W piątek 11 listopada w Parlamencie Europejskim odbyło się głosowanie w sprawie rezolucji dotyczącej ograniczenia dostępu do aborcji w Polsce. Za przyjęciem rezolucji zagłosowało 373 europosłów, a przeciw 124. 55 osób wstrzymało się od głosu. Rezolucja składa się z 29 punktów, nie licząc poprawek. Jest to reakcja europarlamentu na śmierć 30-letniej Izy z Pszczyny.
Więcej informacji o dostępie do aborcji w Polsce przeczytasz na stronie głównej Gazeta.pl.
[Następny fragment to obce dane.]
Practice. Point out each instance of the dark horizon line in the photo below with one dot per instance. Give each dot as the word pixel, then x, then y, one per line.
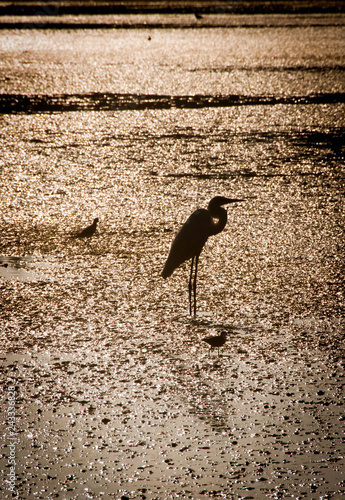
pixel 105 101
pixel 61 7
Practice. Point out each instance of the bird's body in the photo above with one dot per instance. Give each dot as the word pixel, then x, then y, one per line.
pixel 189 241
pixel 216 341
pixel 192 237
pixel 88 231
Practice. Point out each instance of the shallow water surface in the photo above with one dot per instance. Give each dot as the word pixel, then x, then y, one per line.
pixel 116 394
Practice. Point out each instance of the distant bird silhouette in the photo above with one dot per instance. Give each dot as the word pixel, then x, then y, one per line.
pixel 191 238
pixel 217 341
pixel 88 231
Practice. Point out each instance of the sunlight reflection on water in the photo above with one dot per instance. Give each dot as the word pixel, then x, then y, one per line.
pixel 116 358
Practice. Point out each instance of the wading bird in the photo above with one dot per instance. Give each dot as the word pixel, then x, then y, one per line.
pixel 217 341
pixel 88 231
pixel 191 238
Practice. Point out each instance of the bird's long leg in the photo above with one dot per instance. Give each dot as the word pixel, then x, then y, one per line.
pixel 194 282
pixel 190 287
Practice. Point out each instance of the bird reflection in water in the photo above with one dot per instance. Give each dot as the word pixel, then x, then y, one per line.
pixel 192 237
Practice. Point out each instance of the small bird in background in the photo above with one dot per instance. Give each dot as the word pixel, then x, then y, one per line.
pixel 192 237
pixel 216 341
pixel 88 231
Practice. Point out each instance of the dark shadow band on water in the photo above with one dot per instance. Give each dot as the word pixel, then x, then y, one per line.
pixel 95 101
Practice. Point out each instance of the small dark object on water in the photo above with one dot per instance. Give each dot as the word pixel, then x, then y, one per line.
pixel 217 341
pixel 192 237
pixel 88 231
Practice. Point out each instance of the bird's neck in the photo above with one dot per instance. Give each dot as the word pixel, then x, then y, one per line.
pixel 221 215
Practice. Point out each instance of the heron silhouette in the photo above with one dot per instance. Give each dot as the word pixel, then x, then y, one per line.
pixel 192 237
pixel 88 231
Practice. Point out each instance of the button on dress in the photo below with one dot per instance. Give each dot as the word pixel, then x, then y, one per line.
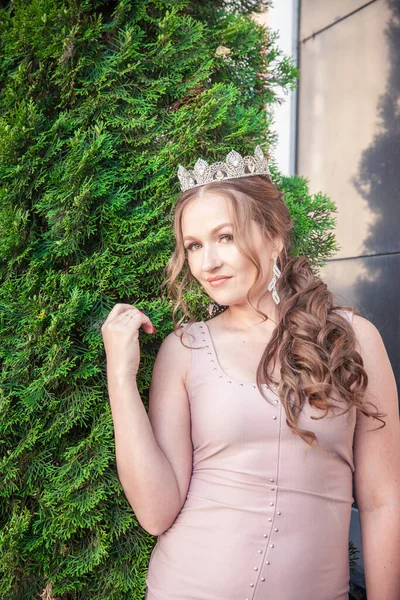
pixel 266 517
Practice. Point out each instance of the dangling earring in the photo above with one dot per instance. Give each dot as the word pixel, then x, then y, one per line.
pixel 272 283
pixel 211 308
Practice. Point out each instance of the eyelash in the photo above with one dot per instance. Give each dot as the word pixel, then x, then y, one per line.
pixel 222 236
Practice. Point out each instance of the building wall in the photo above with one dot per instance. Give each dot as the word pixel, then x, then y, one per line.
pixel 341 131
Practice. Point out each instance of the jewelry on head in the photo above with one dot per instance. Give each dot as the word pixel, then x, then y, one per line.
pixel 234 167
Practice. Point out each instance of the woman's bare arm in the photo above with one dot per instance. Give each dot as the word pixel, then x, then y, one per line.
pixel 154 451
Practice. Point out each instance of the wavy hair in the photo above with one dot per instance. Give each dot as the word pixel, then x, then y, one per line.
pixel 315 344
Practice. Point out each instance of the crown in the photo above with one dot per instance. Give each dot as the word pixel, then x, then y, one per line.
pixel 235 166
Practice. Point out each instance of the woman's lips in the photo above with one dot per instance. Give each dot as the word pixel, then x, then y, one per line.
pixel 218 282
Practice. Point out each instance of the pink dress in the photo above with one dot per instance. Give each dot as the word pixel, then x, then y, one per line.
pixel 266 517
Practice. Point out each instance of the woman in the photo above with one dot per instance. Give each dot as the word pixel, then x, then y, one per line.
pixel 259 418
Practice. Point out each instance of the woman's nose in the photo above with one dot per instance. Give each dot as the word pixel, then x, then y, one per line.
pixel 211 258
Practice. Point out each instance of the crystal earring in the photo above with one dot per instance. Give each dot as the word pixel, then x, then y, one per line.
pixel 272 283
pixel 211 308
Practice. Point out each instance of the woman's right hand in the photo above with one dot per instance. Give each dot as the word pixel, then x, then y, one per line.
pixel 120 333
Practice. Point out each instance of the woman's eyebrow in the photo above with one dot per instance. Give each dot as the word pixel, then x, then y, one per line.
pixel 189 237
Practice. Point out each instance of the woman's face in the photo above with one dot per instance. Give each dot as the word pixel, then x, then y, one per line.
pixel 212 252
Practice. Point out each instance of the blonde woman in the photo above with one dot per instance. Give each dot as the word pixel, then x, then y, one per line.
pixel 259 419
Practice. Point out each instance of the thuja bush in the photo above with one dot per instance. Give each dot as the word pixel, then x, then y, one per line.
pixel 99 103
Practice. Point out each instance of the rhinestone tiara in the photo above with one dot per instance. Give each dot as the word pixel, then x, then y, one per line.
pixel 234 167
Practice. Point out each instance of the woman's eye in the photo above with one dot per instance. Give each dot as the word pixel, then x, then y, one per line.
pixel 229 235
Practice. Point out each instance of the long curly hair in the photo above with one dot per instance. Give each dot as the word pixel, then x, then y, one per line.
pixel 316 345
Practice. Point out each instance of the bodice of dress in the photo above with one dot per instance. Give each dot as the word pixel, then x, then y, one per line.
pixel 266 516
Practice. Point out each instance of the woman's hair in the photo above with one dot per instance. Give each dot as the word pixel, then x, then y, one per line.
pixel 315 344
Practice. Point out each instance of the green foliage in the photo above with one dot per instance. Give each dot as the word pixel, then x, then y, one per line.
pixel 99 103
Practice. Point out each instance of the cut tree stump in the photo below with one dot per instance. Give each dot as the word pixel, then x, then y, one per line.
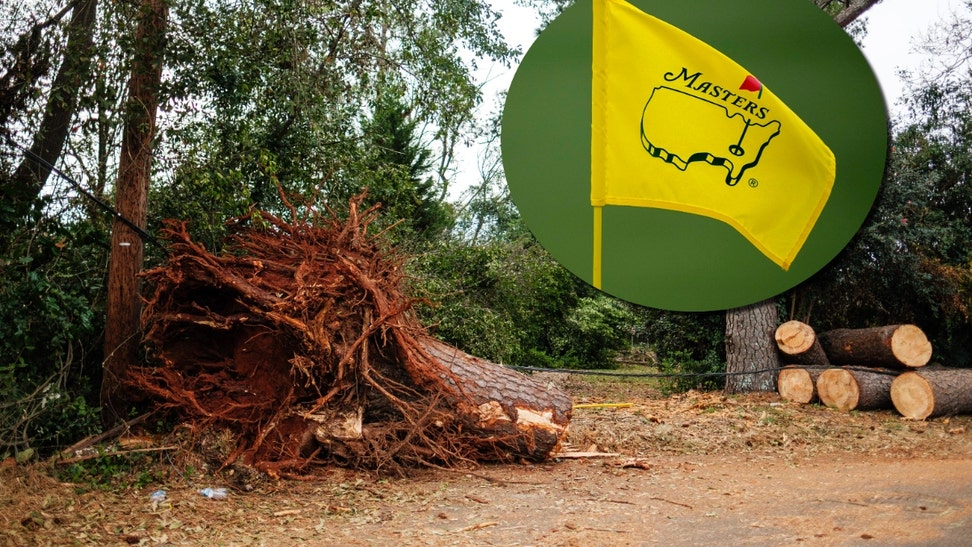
pixel 798 383
pixel 798 342
pixel 854 389
pixel 892 346
pixel 929 393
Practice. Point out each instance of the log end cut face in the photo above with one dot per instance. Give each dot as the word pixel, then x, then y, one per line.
pixel 795 385
pixel 837 388
pixel 912 396
pixel 910 345
pixel 794 337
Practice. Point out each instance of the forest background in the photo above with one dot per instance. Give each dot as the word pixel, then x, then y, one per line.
pixel 324 98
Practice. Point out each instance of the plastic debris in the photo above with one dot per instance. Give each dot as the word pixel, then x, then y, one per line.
pixel 213 493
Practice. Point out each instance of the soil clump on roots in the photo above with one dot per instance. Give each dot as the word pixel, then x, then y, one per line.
pixel 298 338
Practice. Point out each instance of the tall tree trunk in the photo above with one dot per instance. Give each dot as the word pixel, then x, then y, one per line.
pixel 122 333
pixel 750 346
pixel 23 189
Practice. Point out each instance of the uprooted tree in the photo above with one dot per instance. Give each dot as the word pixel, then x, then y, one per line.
pixel 298 337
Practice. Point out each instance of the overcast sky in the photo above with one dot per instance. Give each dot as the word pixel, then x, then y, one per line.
pixel 893 28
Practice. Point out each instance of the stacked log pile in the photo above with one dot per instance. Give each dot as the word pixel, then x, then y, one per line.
pixel 867 369
pixel 298 338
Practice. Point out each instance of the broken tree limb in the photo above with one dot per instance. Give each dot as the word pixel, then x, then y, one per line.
pixel 892 346
pixel 298 338
pixel 855 389
pixel 933 392
pixel 799 345
pixel 798 383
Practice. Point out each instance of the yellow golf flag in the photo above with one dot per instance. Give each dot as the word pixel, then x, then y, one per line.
pixel 678 125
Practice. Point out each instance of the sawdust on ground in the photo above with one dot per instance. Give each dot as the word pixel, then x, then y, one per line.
pixel 692 469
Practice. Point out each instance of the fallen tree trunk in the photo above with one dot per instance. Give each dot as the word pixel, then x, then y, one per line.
pixel 892 346
pixel 855 389
pixel 798 383
pixel 929 393
pixel 299 339
pixel 798 342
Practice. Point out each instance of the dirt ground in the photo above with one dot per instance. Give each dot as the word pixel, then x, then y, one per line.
pixel 691 469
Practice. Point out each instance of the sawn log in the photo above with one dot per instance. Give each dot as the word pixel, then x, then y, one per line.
pixel 798 384
pixel 799 345
pixel 855 389
pixel 892 346
pixel 928 393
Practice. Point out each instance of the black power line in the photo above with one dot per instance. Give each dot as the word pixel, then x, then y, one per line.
pixel 145 236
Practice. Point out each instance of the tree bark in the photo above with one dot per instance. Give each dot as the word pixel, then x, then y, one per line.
pixel 750 347
pixel 851 10
pixel 847 389
pixel 122 333
pixel 929 393
pixel 799 344
pixel 892 346
pixel 798 384
pixel 31 175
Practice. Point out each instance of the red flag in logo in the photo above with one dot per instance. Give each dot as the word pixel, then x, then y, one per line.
pixel 752 84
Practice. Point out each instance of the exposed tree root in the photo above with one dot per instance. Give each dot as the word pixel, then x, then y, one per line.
pixel 298 337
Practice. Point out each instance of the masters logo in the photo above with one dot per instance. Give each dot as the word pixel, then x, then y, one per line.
pixel 705 119
pixel 735 141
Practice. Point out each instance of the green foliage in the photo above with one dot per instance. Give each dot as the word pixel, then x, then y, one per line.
pixel 912 260
pixel 50 283
pixel 495 300
pixel 593 332
pixel 398 179
pixel 112 471
pixel 687 343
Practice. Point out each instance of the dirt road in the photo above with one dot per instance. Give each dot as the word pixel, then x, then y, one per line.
pixel 694 469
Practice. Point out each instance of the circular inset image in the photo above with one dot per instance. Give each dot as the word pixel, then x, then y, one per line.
pixel 694 156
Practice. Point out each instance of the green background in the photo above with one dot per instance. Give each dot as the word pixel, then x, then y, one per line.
pixel 674 260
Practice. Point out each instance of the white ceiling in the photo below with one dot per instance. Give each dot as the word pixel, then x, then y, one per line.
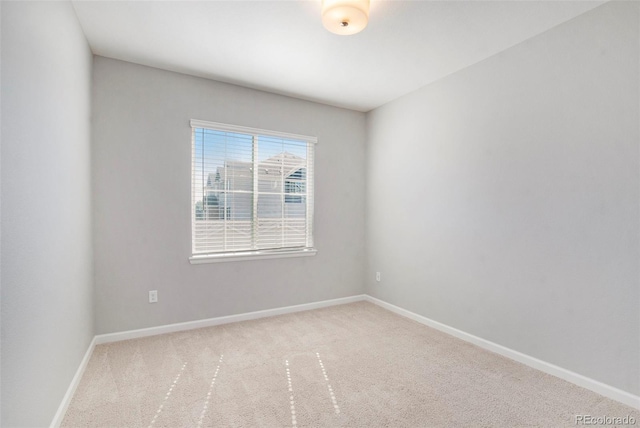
pixel 281 46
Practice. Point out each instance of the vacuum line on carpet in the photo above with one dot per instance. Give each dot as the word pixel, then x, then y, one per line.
pixel 206 403
pixel 291 402
pixel 166 397
pixel 326 378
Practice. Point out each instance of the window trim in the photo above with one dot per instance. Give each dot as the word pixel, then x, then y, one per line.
pixel 252 254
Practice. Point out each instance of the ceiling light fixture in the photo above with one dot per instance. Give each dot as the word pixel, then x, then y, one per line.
pixel 345 17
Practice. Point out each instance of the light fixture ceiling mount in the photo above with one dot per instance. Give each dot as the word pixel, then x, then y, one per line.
pixel 345 17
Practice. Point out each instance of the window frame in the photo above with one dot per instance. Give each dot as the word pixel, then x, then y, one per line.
pixel 303 251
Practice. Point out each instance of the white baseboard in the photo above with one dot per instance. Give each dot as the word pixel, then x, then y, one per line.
pixel 190 325
pixel 66 400
pixel 575 378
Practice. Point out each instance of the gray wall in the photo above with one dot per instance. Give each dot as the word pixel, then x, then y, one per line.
pixel 503 200
pixel 141 182
pixel 47 284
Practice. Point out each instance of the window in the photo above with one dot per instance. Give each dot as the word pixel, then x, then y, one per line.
pixel 252 193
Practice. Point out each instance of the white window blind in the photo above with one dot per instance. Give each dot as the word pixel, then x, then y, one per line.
pixel 252 191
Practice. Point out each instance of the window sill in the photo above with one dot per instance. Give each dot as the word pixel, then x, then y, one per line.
pixel 251 255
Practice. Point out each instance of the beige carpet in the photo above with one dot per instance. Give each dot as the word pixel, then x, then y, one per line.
pixel 354 365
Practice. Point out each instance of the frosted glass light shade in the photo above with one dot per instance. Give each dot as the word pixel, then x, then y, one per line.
pixel 345 16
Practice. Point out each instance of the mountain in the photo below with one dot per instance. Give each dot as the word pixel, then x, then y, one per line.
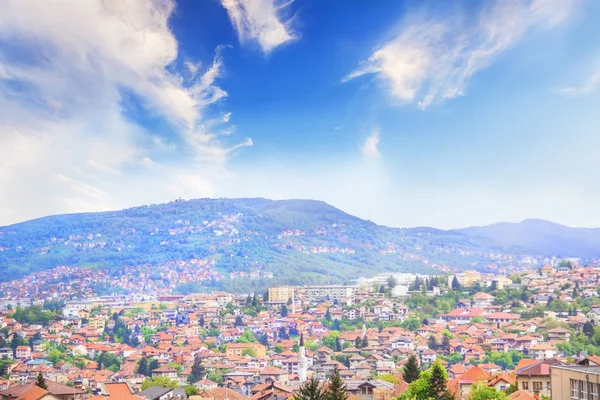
pixel 537 236
pixel 297 241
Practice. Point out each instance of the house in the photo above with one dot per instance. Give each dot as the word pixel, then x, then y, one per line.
pixel 238 349
pixel 482 300
pixel 23 352
pixel 157 393
pixel 61 392
pixel 594 314
pixel 6 353
pixel 165 371
pixel 559 333
pixel 535 377
pixel 463 316
pixel 115 391
pixel 575 382
pixel 543 351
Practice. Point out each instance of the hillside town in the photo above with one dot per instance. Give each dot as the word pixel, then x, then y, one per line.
pixel 525 336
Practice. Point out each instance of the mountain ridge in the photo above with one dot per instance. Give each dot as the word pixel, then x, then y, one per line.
pixel 298 241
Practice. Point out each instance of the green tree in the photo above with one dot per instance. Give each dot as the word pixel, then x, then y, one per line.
pixel 411 371
pixel 455 284
pixel 311 390
pixel 41 382
pixel 481 391
pixel 159 381
pixel 438 381
pixel 588 329
pixel 336 389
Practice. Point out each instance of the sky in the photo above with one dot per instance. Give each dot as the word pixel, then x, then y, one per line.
pixel 407 113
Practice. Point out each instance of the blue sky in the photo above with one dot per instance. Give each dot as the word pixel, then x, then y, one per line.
pixel 408 113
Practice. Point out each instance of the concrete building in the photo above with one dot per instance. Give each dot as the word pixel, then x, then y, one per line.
pixel 281 294
pixel 575 382
pixel 332 292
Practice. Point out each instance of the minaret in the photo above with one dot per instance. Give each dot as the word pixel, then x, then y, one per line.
pixel 302 362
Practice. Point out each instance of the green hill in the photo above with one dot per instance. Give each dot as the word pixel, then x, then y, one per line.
pixel 299 241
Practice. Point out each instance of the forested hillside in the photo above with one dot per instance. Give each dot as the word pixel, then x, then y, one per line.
pixel 299 241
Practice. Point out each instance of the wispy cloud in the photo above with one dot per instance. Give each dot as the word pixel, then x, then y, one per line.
pixel 259 20
pixel 65 76
pixel 370 148
pixel 432 59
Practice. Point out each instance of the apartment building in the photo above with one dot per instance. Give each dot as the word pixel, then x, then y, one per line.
pixel 281 294
pixel 575 382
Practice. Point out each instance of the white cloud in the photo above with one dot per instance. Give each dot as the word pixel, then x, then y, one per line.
pixel 431 59
pixel 590 84
pixel 68 72
pixel 370 148
pixel 258 20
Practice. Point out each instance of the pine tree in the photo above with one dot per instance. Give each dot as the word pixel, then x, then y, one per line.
pixel 152 365
pixel 432 343
pixel 337 389
pixel 143 366
pixel 455 284
pixel 411 370
pixel 198 370
pixel 41 382
pixel 311 390
pixel 446 344
pixel 438 381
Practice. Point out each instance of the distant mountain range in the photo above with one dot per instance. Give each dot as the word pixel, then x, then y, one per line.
pixel 538 236
pixel 299 241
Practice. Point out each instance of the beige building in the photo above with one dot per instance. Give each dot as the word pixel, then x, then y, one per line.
pixel 281 294
pixel 332 292
pixel 535 378
pixel 575 382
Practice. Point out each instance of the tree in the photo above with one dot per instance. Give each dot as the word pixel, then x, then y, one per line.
pixel 481 391
pixel 411 371
pixel 198 370
pixel 438 381
pixel 337 389
pixel 445 344
pixel 432 343
pixel 152 365
pixel 143 367
pixel 159 381
pixel 455 284
pixel 588 329
pixel 41 382
pixel 311 390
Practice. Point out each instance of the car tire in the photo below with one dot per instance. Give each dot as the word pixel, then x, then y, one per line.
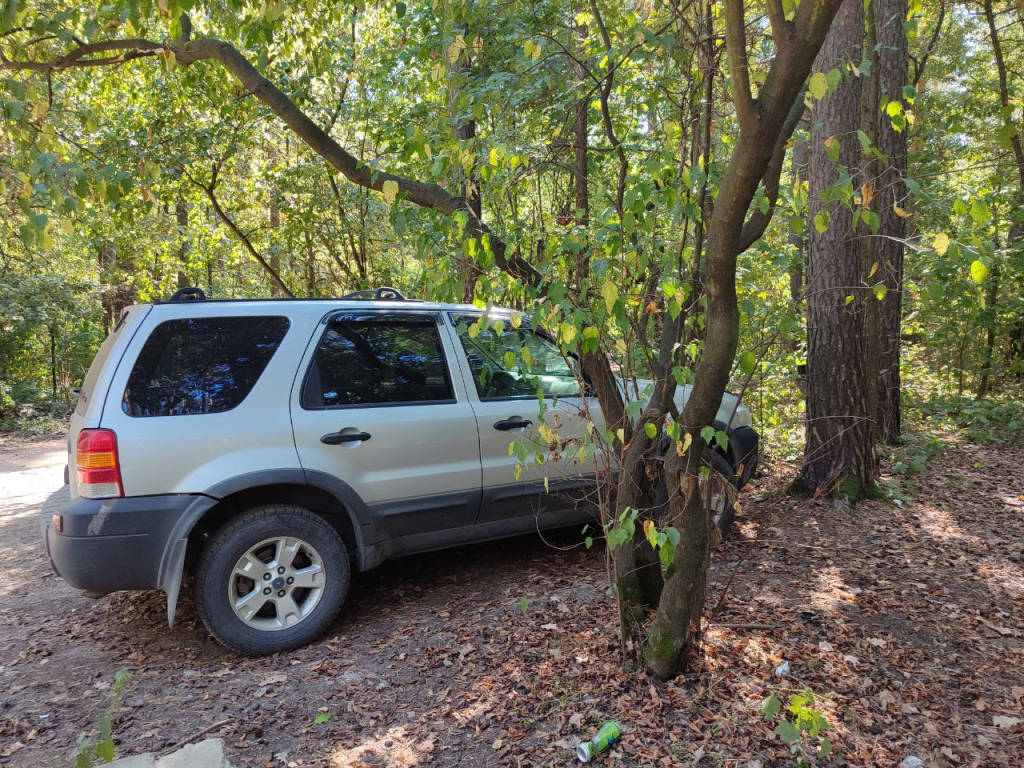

Parlament Europejski w rezolucji wzywa Komisję Europejską do "wsparcia aktywistów i aktywistek działających na rzecz praw reprodukcyjnych kobiet, a także do powołania specjalnego wysłannika UE ds. zdrowia seksualnego i reprodukcyjnego oraz praw w tym obszarze".
Należy zagwarantować dostęp do bezpiecznych, legalnych i bezpłatnych usług aborcyjnych - zwrócił się do polskiego rządu Parlament Europejski. PE zażądał od Polski zapewnienia, że już żadna kobieta nie umrze z powodu restrykcyjnego prawa.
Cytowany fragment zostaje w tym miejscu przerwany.